A great many things where installed and
removed. At the end of it all startx would
not cause X to run. It failed because it claimed
it couldn't open display 0:0.
So I paniced and began searching on google
with lynx for someway to take it all back.
I discovered several kluggy suggestions involving
diff file of the
/var/lib/dpkg/status.yesterday.0 files, but
nothing that looked very promising. (As
an aside, if anyone knows a good way to role
debian back to yesterday please let me know,
it looks like this is something that should be
quite doable.)
So I revisited the task-x-window-core problem.
apt-get install task-x-windows-core
revealed that it could not install because it
couldn't install xutils.
apt-get install xutils
informed me that it would have to remove
task-gnome and a bunch of other things
that I really didn't want to have to give up.
Being desperate however I agreed.
xutils then installed fine.
apt-get install task-x-windows-core
then complained that it couldn't install because
it couldn't get xbase to install.
apt-get install xbase
went off without a hitch however. Then finally
apt-get install task-x-windows-core
worked. Things installed and dexter was invoked
to generate the configuration file.
Everything is mostly fine now.
Hopefully my description of my experience will
help some other poor bastard who is reading this
in lynx.
One final note. The above is purely from
memory (I wasn't keeping a very good record
at the time) and so there may be some slight
inaccuracies.
How does Microsoft KNOWN that the hackers
have only had access for three months?
I have yet to hear how they are establishing
this claim (which is largely how they are
defending themselves from suspicion of their
code base being corrupt).
This reminds me very much of a point I have
frequently made to a friend of mine about
the security of his network.
He had claimed that he didn't need to worry about
security because his networking folks had
provided a very secure firewall.
"Really," I said, "Do you have any Windows
boxes on your network."
"Yes," he replied.
"Do they run Outlook?" I inquired.
"Yes," he replied.
"Then why do you bother to run a firewall at all?"

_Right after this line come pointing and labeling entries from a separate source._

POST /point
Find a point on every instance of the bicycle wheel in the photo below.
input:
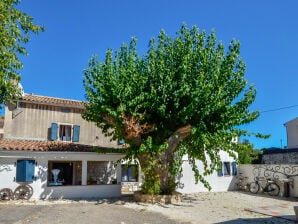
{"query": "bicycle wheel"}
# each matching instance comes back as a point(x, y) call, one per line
point(254, 187)
point(23, 192)
point(273, 189)
point(6, 194)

I went on to explain that anyone could infect
Windows boxes behind his firewall via email
(which almost every firewall in the world
is configured to pass). Once infected this
Windows box could subvert his whole network
and tunnel anything it needed back out via
SMTP (we do after all, have examples of
tunnelling IP via SMTP).
My friend thought I was nuts. Seems that something similar happened to Microsoft itself.
Guess I'm not nuts. There is no network
security on a network which has Windows
present.
Do you believe that source code is speech and
thus should receive full protection under the
first amendment?
If not, how do you reconcile the copyrighting
of things not protected by the first amendment?